Surgical resident designs low-cost vascular simulator

Because arteries are found at various depths throughout the body, vascular surgery has been described as sewing in a hole. So, how do you train surgical residents this skill before they enter the operating room?

It’s a common question asked at medical centers across the country. So, Jeffery Dattilo, M.D., director of the Vascular Surgery Program, and Colleen Brophy, M.D., professor of Surgery, challenged a General Surgery resident to come up with an answer.

Kevin Sexton, M.D.

Kevin Sexton, M.D.

In one weekend and a trip to the hardware store, Kevin Sexton, M.D., and his wife, Deb, who worked in simulation centers while in nursing school, designed a $5 vascular simulator.

A far cry from the cost of actual simulators that can run into the thousands of dollars, Sexton’s inexpensive simulator is now enabling residents to easily and effectively practice intricate vascular surgical techniques and vessel repair.

Using nothing more than copper tubing, plastic bird guards often used to block dryer vents, a drain and some miscellaneous items such as wood screws and two-by-fours, Sexton produced 18 vascular simulators for a residency workshop.

In the first two-hour workshop, 24 first-year surgery residents practiced multiple vascular techniques at various anatomically challenging positions.

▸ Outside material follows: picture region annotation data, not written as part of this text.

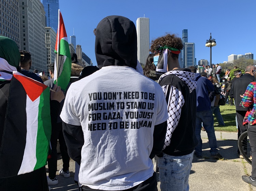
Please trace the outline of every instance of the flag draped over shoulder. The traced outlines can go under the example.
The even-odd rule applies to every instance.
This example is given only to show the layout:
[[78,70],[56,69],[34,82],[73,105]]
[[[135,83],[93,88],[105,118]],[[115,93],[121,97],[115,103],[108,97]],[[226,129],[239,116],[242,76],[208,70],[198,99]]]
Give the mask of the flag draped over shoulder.
[[49,88],[13,72],[0,149],[0,178],[46,164],[52,129]]
[[71,61],[67,33],[61,13],[59,10],[55,52],[57,55],[55,56],[54,65],[54,84],[56,84],[56,79],[58,78],[58,85],[60,86],[61,89],[65,91],[70,80]]

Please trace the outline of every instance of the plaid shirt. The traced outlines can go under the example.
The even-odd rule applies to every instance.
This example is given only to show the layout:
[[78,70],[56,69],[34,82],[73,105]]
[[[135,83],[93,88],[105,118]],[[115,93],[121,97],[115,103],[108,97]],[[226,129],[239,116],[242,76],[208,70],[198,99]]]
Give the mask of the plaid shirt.
[[243,124],[249,123],[253,125],[256,124],[256,82],[251,82],[247,86],[240,105],[248,109]]

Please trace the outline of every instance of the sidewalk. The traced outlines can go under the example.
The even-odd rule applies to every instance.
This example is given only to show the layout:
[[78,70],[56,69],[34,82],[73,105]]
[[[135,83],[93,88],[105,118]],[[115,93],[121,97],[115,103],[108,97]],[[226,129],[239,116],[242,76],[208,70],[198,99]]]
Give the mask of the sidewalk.
[[[223,160],[211,159],[209,144],[205,132],[201,132],[203,140],[203,158],[194,157],[190,172],[189,184],[190,191],[256,191],[256,187],[244,183],[242,175],[251,175],[252,166],[244,159],[238,158],[237,134],[234,133],[215,132],[219,153]],[[58,171],[62,167],[60,155],[58,158]],[[78,191],[74,182],[75,162],[70,162],[70,177],[65,178],[57,174],[59,184],[50,186],[54,191]],[[46,166],[46,171],[47,170]],[[158,177],[158,174],[157,176]],[[160,191],[160,183],[158,187]]]

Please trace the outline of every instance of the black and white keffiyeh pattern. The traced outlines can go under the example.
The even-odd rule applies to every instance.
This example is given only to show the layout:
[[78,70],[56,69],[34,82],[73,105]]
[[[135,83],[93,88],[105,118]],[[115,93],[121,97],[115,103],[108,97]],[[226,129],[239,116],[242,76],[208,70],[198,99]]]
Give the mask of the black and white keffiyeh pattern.
[[169,75],[173,75],[181,79],[187,85],[189,89],[189,92],[191,93],[193,90],[197,87],[197,82],[195,80],[196,77],[196,74],[187,71],[181,70],[171,70],[163,74],[160,77],[158,83],[166,76]]
[[[197,82],[195,74],[189,72],[178,70],[170,71],[162,75],[158,83],[165,76],[174,75],[180,78],[185,82],[188,87],[190,93],[195,89]],[[171,138],[175,128],[178,125],[181,113],[181,108],[184,105],[184,98],[181,91],[171,85],[162,87],[166,99],[169,94],[167,103],[169,118],[167,120],[167,130],[166,132],[163,149],[170,144]]]
[[163,149],[170,145],[172,133],[179,123],[181,113],[181,108],[185,102],[184,98],[181,92],[171,85],[164,86],[162,87],[166,95],[169,91],[170,95],[167,105],[168,118],[167,120],[167,130],[165,137]]

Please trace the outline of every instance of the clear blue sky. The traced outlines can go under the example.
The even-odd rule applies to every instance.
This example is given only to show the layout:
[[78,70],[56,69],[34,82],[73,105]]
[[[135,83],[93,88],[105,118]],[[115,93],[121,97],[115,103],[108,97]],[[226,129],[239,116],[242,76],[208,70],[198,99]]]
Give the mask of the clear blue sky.
[[82,45],[94,65],[97,65],[94,29],[102,19],[111,15],[127,17],[136,24],[137,18],[145,15],[150,18],[150,41],[166,32],[181,37],[182,30],[188,29],[188,42],[195,43],[197,62],[210,61],[210,48],[205,43],[211,32],[217,43],[212,49],[213,64],[227,61],[232,54],[252,52],[256,58],[255,0],[59,2],[69,41],[74,28],[76,44]]

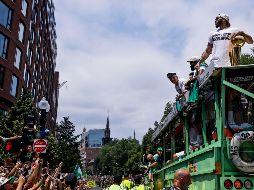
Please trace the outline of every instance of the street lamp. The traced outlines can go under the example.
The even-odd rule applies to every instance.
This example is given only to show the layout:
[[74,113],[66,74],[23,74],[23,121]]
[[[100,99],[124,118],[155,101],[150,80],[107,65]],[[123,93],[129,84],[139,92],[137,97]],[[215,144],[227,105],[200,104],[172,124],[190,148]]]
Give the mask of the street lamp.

The residents were then asked for their feedback on the simulator. The results were overwhelmingly positive.

All of the respondents indicated they would like to have the simulator for personal use; 67 percent were willing to pay for the device at an average price of $25, and 83 percent reported the simulator improved their confidence that they could one day perform such techniques on patients.

“It’s not uncommon to come up with non-traditional solutions to medical training. Residents do this all the time. I practiced vascular anastomoses in a coffee can because that is what my chief resident said worked,” said Sexton. “What makes our design useful is we can share it with other residents and institutions who want cost-effective simulation. That’s the win,” he said.

Sexton presented his design in March in San Diego at Surgery Education Week, a meeting of the Association of Program Directors in Surgery and the Association for Surgical Education. His paper, co-authored by Dattilo and Brophy, was entitled, “Need cost effective surgical simulation? Send a resident to the hardware store.”

Surgery Education Week is designed to provide a forum for those involved in surgical education to seek new approaches and creative solutions to issues in medical education.

“Low-tech and inexpensive partial task trainers are of great value to both new learners as well as skills champions,” said John L. Tarpley, M.D., program director of General Surgery Residency. “We are surrounded here at Vanderbilt by incredibly bright residents such as Kevin Sexton, and are most fortunate to also benefit from Deb’s experience and input.”